Until we get to the actual existential implications of this when we choose our thoughts, feelings, utterances and behaviors. In my rendition everything – including the choices themselves – is wholly determined.

But I cannot even wholly determine if that itself is true. Then…

But you and I and all the rest of us here are inherently at one with this unfolding environment which is nature unfolding necessarily into a future that can only ever be given that time itself is but another manifestation of the laws of matter.

Nothing escapes it. Nothing transcends it.

No, to me, embedded suggests this: that “the say we have”, “the choices we make”, “the consent we give” is inherently, necessarily in sync with nature unfolding into the only future the laws of matter permit. Then we can get into a squabble over whether or not this is “fatalistic”.

Fatalism: “the belief that all events are predetermined and therefore inevitable.”

Well, if the laws of nature propel all matter into a future that is necessarily in sync with these laws, and our brain is just another manifestation of this matter, how are our choices then not fated to be what they must be?

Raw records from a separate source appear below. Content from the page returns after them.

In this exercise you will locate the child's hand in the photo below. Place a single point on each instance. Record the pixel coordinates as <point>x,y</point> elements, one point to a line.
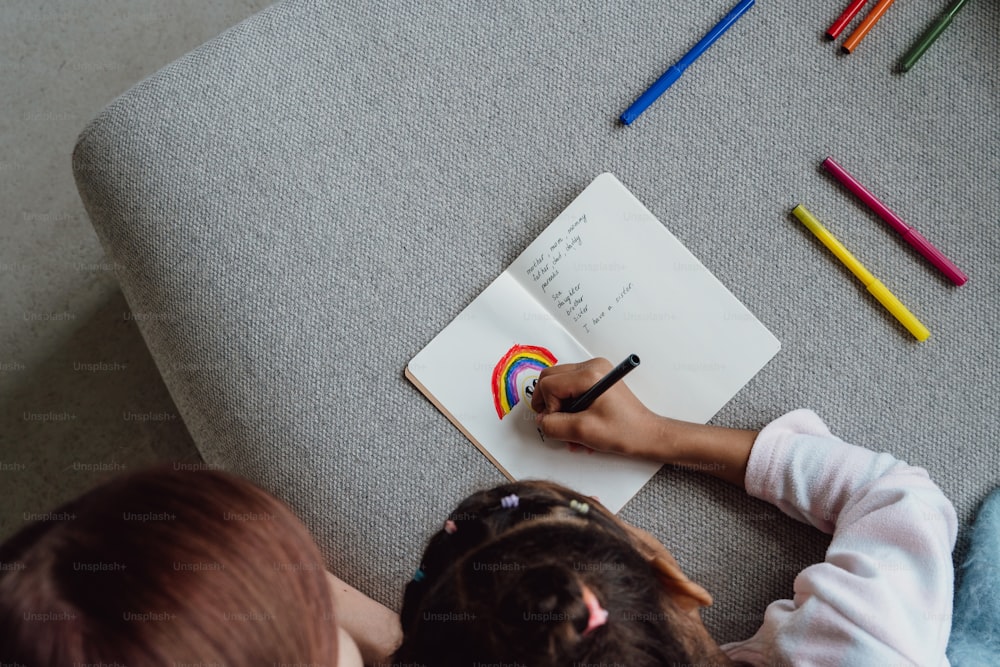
<point>617,421</point>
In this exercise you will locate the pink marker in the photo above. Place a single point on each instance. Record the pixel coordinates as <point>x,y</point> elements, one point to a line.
<point>910,235</point>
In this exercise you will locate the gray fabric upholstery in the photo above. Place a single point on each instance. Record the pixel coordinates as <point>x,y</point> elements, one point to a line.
<point>301,204</point>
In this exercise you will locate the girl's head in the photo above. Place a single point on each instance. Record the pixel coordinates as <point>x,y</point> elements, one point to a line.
<point>166,567</point>
<point>535,574</point>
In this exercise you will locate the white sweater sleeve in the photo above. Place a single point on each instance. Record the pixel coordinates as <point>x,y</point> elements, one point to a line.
<point>883,594</point>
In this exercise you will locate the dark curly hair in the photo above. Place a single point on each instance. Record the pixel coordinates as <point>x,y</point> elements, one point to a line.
<point>505,584</point>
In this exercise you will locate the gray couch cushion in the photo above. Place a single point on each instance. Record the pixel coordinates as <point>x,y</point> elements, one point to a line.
<point>300,205</point>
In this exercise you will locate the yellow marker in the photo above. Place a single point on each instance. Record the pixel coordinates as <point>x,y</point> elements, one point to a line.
<point>884,296</point>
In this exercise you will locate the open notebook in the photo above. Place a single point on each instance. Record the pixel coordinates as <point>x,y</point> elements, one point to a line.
<point>606,279</point>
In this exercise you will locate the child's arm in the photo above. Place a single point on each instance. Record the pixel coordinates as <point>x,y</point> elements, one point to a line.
<point>618,422</point>
<point>373,627</point>
<point>883,593</point>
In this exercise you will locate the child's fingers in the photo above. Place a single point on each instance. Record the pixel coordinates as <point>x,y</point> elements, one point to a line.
<point>565,381</point>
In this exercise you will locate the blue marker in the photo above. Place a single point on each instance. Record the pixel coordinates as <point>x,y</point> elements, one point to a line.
<point>674,71</point>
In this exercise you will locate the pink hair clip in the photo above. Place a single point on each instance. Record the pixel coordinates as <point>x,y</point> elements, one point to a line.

The factors that procede our choice make us choose what we do. So how is our permission to do something not but one of those factors in turn?

But we can’t not say that if in fact we do say that, right? Again, it would seem [to me] that in a wholly determined universe all of the factors in our brain and all of the factors out in the world come together to compel us to choose only that which we are “fated” to choose by the laws of matter.

I truly do appreciate your attempts to make me understand this, but it makes no sense to me given the manner in which I am trying to convey to you the manner in which I think of a wholly determined universe.

I don’t think she is saying that, at least not regarding learning to no longer blame.

Let’s say blame leads to more pain. Part of why we blame is to make things better. We can’t help but think that.

However, we might learn - be changed - by experience, over time, unfreely, to no longer blame, as some people already have.

That is a direction things might inevitably take. Bringing this up and communicating this would be one of the causes leadning to other people, unfreely, realizing this, especially when coupled with their experiences.

Determinism does not mean that organisms cannot learn or change. It simply means that their changing is determined.

For edification perhaps for the self, as opposed to others, there is merit to asking the question, as to how to makes sense out of the question, the statement:

How do determined acts result in ideas which induce self referential ideas of responsibility, through compatible epochs of free will?

Logically this apparent paradox is solvable by the inclusiveness of both : by the use of both: the rhetorical and the structural continuum as partial differentiated constructions. Structural and functional meaning evolves in conjunction as a result.

Peace Girl, a while ago I retracted my initial reactions, on realizing Your solution based upon the first two of Your suggestions, because I could not yet realize its non rhetorical structural signifiers, in addition struggling with clarity. I think I’m getting nearer, yet not yet in an ideal position regarding the same clarity. But its a step forward., worth noting.